時事問題を中心に、政治、経済、文化、スポーツ、環境問題など今日的なテーマについて語る。
 

人材が払底する日本プロ野球界

2008-10-10 05:34:10 | Weblog
 王貞治と清原和博が相次いでグラウンドを去った。去りゆく者に賛辞を送り、涙する日本の風習と美徳? が遺憾なく発揮された報道だった。「死んだ奴はみんな良い奴」だ。


 それはともかく、日本のプロ野球に人がいなくなった。とくに、監督がいない。引退した王にしたところで、名監督だったとは思えない。長嶋茂雄、星野仙一なども、監督としての基礎的能力であるマネジメント力は皆無に等しい。

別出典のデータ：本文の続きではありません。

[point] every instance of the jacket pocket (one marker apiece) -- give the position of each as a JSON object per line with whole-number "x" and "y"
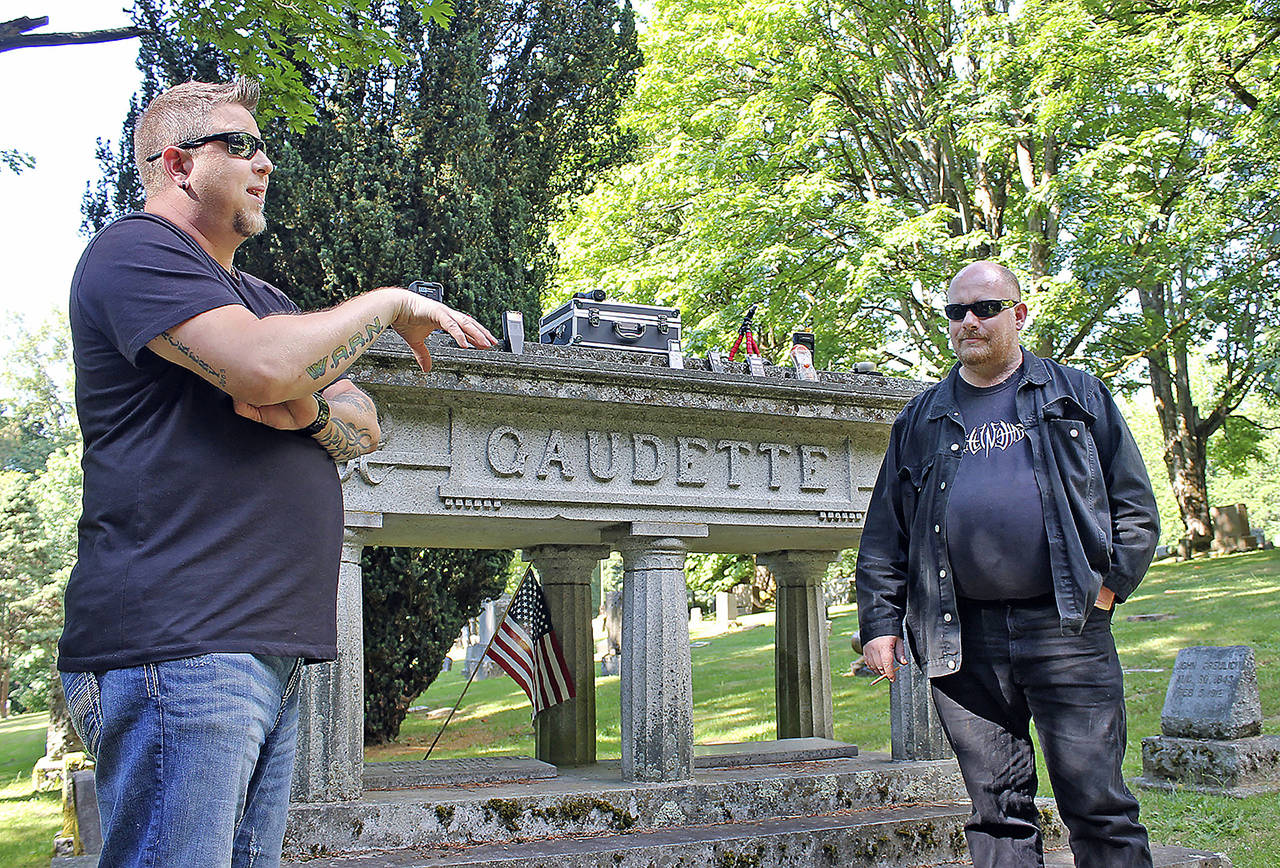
{"x": 85, "y": 707}
{"x": 1074, "y": 453}
{"x": 914, "y": 478}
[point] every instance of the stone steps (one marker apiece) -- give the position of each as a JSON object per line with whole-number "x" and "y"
{"x": 594, "y": 800}
{"x": 858, "y": 812}
{"x": 1162, "y": 857}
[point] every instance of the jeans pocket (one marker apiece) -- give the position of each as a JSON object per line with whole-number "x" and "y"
{"x": 291, "y": 688}
{"x": 85, "y": 707}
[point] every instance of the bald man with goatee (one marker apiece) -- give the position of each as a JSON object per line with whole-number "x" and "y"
{"x": 1011, "y": 514}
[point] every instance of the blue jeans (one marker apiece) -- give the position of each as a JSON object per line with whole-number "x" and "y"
{"x": 1016, "y": 666}
{"x": 195, "y": 758}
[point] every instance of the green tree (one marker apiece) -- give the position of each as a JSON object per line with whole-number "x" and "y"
{"x": 36, "y": 412}
{"x": 839, "y": 161}
{"x": 39, "y": 506}
{"x": 30, "y": 602}
{"x": 447, "y": 167}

 現役の監督で、一応及第点を付けられるのは野村と落合ぐらいのものだろう。原は論外、高田も日ハムで「失格」の烙印を押されたはずだが…。岡田、梨田、大矢、渡辺と並べても、○○野球などというイメージは浮かんでこない。


 もっとも、「監督が野球をする」などという発想は、日本独特のものかもしれない。メジャーを眺めてみると、監督の仕事は、良い選手を育てる(引っ張ってくる)、彼らが気持ちよくプレーできるように環境を整えることにあるようだ。


 彼らはマイナーでマネジメントや人身掌握術を学び、メジャーに這い上がってくる。ここが日本とは決定的に違うところだ。日本の監督は人気優先である。スター選手以外は、まず監督にはなれない。逆に言えば、チームの看板選手なら能力に関係なく監督就任が待っているということである。


 名選手必ずしも名監督ならず。言い古された言葉だが、「必ずしも」というより、名選手は監督には向いていない。野村や落合、古くは川上、彼らが例外なのだ。


 川上、野村、落合は選手として大成したが、順風満帆だったわけではない。挫折を努力が上回って頂点にたどり着いた連中だ。だから人を使うことができる。長島や中西は、バッティング・コーチとしては手腕があるかもしれない。でも、全く監督には向いていない。



 選ぶほうが悪いのだ。人気にすがって監督にしておきながら、成績が悪いと首を切る。この定見のなさにはあきれるばかりだ。サッカーみたいにライセンス制を採り入れろとは言わないが、監督育成について球界全体で考えなくてはいけない。スター頼みの「スター」そのものが払底している。


 ソフトバンクは王の後継に秋山を選んだ。いまのシステムでは彼ぐらいしか思い浮かばないのだろう。近い将来の監督候補としては野村謙二郎、立浪和義、与田剛らが浮かぶが、いきなり監督では苦しいだろう。前田智徳や工藤公康は監督には不向きだ。多くの球団を渡り歩いている工藤の場合、どこのユニフォームを着るかという問題もある。


 生え抜きやOB重視の風潮を変えていかないと、監督らしい監督は育ってこない。WBCの総監督に王を引っ張り出すような醜態を演じていては、球界は衰退する一方だ。